So his cars always look like they've got racing stripes on them and stuff. You can always tell
when he drives by. So it's pretty cool. So it sounds like the story was this guy bought this
business. It was making a million and a half before. He took out a loan. He put up some of his savings
from his mortgage business.
And frankly, being under mortgage business is better than this business.
Like, I would have told him to go buy a second mortgage business if he'd come on the pod and
ask us, but nobody asked our opinion, so which is, or my opinion, at least.
So then he bought this sticker business and then basically discovered that he was not
nearly as good as the previous people at return on ads been from meta.
and he's stuck at that point.
Like he can't hire somebody to go fix this.
He's having to basically run his core business,
which is funding probably the debt that he's paying on this business.
And he is stuck.
He can't, he can't,
he's not generating enough money to go hire somebody to do this.
And it's ruining his life.
Yeah.
And we don't,
he didn't say whether he has a loan,
but let's,
let's presume he got a loan,
an SBA loan potentially when he bought it.
Yeah,
he would be making those loan payments out of his mortgage business partly,
you know, just a little bit out of this business and he would have to be bringing in cash flow
from somewhere else to stay current on the payment.
What he's also saying is he's willing to lose a few million, did he say, to sell this?
So he obviously bought it for, you know, a lot more than he's asking here, the million two.
You know, a million five, he probably paid about three times for that.
So that would have been what four and a half million.
and he's selling for 1.2.
If he has debt, the debt is probably more than 1.2 right now.
So this is like something I tell people, when you're trying to buy a distress situation,
you've got to ask how much debt is actually outstanding.
You might even want to do a lien search with your attorney to just confirm it.
I have definitely seen people waste time on deals and find out that the price they're willing to pay
is not going to net the seller enough to pay off the debt.
And if it's not, then the bank has to, you're negotiating with the bank.
You're not negotiating with the seller and you don't even know it.
And so you may not even be able to close once you figure that out.
So that's maybe the first question I would ask this seller is how much debt do you have?
And if it's way more than a million two, how are you going to pay that off?
And if they don't have the money to pay the rest of it off, you're actually negotiating with,
you're going to end up negotiating with the bank.
So, I mean, it's an interesting question how this guy got into this mess, right?
Usually, if people are going to own one business that is consuming them and then they're
going to try to buy a second business, they're self-aware enough to realize, oh, like, I don't
want two full-time jobs.
And, like, this appears to be somebody who didn't understand their limits.
and all of this.
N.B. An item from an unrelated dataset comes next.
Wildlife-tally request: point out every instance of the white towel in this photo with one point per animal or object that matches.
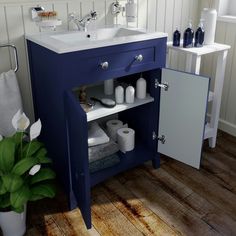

So it's kind of an interesting, you know, I want to, I don't, I don't want to
pick on somebody who's down, but it's all so like, well, what were you thinking? Did you? Like,
like, if it's going to be running two businesses going to ruin your life, then maybe you didn't
know that, like when you signed up for this risk, like it, yeah, it sounds off. And the mortgage
business is very cyclical. So what could have happened, and, you know, it can turn on a dime,
too, depending on where interest rates are. So perhaps, I don't know where the mortgage business
was in August of 24, but it could have been down when he went into this. He might have been
thinking, well, mortgage is slow. I have the time. And then he didn't have the time.
You know, the mortgage business could have gone into an up cycle. And then he took his eye off
of this business and here's where we are. It could be something like that as well.
Yeah, everything I know is mortgage is doing poorly. But yeah, this is a lot of money to bet on.
is meta going to keep playing nicely?
And, you know, is somebody not going to come in and out bid you on some of these search
terms that you're trying to get?
Which is, which is there.
Which you are so, are you paying $1.2 million for this business?
No.
No.
I call this trying to catch a falling knife.
You don't want to do that.
You're going to get cut.
So, no, I don't like, I don't like the idea of buying anything that is still declining and
has had problems. There are a few people who have proven themselves as turnaround people,
but even they usually like to see some flat sales for a while before they step in. Perhaps the right
person that really understands the ad spend here, or this is an add-on and they can, you know,
they can sort of turn it around with adding it into their other product mix, maybe, but I don't
like the idea of buying in a situation like this.
Yeah, it's a huge amount of money to bet on something like this where the whole moat is some equipment.
I mean, that's your only defense.
You know, you're producing your own stuff rather than third party producing it.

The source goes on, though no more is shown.